As financial meltdown has turned into global economic crisis, the human cost in terms of lost jobs and displaced workers is growing at a terrifying pace. The International Labor Organization (ILO) predicts that 38 million people around the world could lose their jobs this year alone, sending unemployment rates in Europe and the U.S. into double digits for the first time in years and slowing or in some places reversing the massive jobs growth of recent years in Asia. Alarmed by the social and political consequences, governments, companies and labor unions in countries across the globe are scrambling to put in place a range of measures aimed at minimizing job losses.
For white- and blue-collar workers alike, shifting to shorter working hours and lower pay in exchange for tacit job guarantees is suddenly a no-brainer not just in Britain, but also in Taiwan, Iceland and a swathe of other countries in Europe and Asia. Other schemes being tried include temporary work suspensions at factories, and even work-sharing programs. Two countries stand out as having the most developed and systematic approach: Japan and Germany, which both provide government subsidies to companies who keep on workers even though there's little or no work for them to do. Both have recently extended their schemes. In Germany, the government now subsidizes companies and idled workers for a full 18 months, up from six months, and the number signing up for the so-called short-work programs is soaring. In February, 724,000 workers were registered, more than double the number in January and 20 times the number a year ago. Most of the nation's auto makers including BMW and Porsche have adopted short-work programs in some of their factories. In Japan, too, the number of workers who have applied to the "employment-adjustment subsidy" program leaped sixfold between December 2008 and January 2009, to almost 900,000.
But in this gut-wrenching downturn, the Germans and the Japanese are no longer alone. "It's happening a lot," says Raymond Torres, director of the ILO's International Institute for Labor Studies. "People are trading off their jobs for wage cuts and other measures." There's even some anecdotal evidence that it's starting to happen in the U.S., where companies have traditionally not hesitated to lay off staff in a downturn; last month the New York Times announced a 5% pay cut for some of its staff in return for extra vacation days.
Torres and other labor experts say it's an open question whether these schemes make much of a difference. In the short term, they may well slow the rise in unemployment. But if the current crisis continues, as many economists are predicting, at least for this year and probably into 2010, even pay cuts, work-sharing schemes and shorter working hours won't be enough to safeguard jobs. "The real issue is can it be sustained?" Torres asks.

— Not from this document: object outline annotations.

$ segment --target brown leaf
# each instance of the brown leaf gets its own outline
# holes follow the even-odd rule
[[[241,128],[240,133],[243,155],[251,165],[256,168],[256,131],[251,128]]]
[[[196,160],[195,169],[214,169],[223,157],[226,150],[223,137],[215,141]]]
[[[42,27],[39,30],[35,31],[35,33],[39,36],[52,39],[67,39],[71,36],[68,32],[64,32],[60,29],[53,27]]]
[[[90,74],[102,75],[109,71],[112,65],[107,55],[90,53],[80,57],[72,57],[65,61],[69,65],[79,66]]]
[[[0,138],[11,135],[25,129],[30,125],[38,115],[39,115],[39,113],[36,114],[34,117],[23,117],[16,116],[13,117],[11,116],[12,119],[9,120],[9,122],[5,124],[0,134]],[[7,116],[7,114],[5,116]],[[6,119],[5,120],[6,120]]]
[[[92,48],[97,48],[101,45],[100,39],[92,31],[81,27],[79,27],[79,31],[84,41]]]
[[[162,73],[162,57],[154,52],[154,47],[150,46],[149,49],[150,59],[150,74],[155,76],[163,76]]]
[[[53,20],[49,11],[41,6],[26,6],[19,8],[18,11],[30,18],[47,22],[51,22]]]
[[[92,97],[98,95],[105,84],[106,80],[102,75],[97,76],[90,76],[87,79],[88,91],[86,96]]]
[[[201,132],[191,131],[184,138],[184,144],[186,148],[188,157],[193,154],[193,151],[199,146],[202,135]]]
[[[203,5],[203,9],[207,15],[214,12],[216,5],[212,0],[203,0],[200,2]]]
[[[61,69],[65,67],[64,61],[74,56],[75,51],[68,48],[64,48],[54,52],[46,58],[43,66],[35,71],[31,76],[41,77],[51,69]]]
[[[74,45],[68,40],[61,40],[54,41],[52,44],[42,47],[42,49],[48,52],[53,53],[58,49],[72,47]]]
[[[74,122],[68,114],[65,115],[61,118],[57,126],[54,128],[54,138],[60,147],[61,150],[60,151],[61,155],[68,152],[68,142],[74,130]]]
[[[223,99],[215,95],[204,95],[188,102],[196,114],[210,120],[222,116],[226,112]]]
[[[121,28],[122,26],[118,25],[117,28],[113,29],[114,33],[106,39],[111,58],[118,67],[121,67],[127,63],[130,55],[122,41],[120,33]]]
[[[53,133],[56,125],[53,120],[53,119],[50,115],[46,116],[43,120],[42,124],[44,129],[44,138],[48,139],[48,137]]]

At the 30-nation Organization for Economic Cooperation and Development in Paris, chief economist Klaus Schmidt-Hebbel argues forcefully that governments should do more to retrain workers and overhaul their labor-market policies to ensure that once recovery comes, new jobs are created in sufficient numbers to swiftly bring the jobless rate back down again. But ask him about the German short-work measures, and he's skeptical. "They can't stop rising unemployment," he says, "they just delay it." Indeed, in its latest economic forecast released March 31, the OECD expects unemployment in Germany to rise from its current 8.6% to 11.6% by the end of 2010 higher than many of its European neighbors despite the special job-preservation measures. The organization expects Japan's unemployment rate will also rise, although less dramatically, to above 5.5% next year from 4% in 2008.
For all the economists' doubts, there's immense political pressure on authorities to do something to slow growing joblessness. Several national and regional governments are subsidizing job-preservation efforts along German and Japanese lines, sometimes for the first time. Regional authorities in Wales, for example, have just introduced an on-the-job-retraining scheme under which companies in trouble can receive a subsidy of up to $2,800 per worker if they keep them on the payroll and teach them new skills.
Where nothing else works, there's always political pressure. In India, airline Jet Airways reversed a decision to lay off 1,900 staff after the government made its displeasure known and weeping victims melted Chairman Naresh Goyal's heart. "I could not sleep at night," Goyal confessed at a press conference. "I was mentally disturbed when I saw tears in their eyes." Civil Aviation Minister Praful Patel said he told Goyal that "the ministry would certainly not be very happy with the approach of Jet Airways." Something similar happened in France last month when the French oil company Total announced the closure of two refineries, with the loss of 550 jobs. The move provoked a furious public outcry including denunciations from two government ministers, and the firm quickly backtracked, saying it had been a "communication error." For companies receiving government bailout money, the pressure is even more intense: French President Nicolas Sarkozy has told Renault and Peugeot that the price for receiving subsidies during the crisis is that the auto makers cannot cut jobs in France.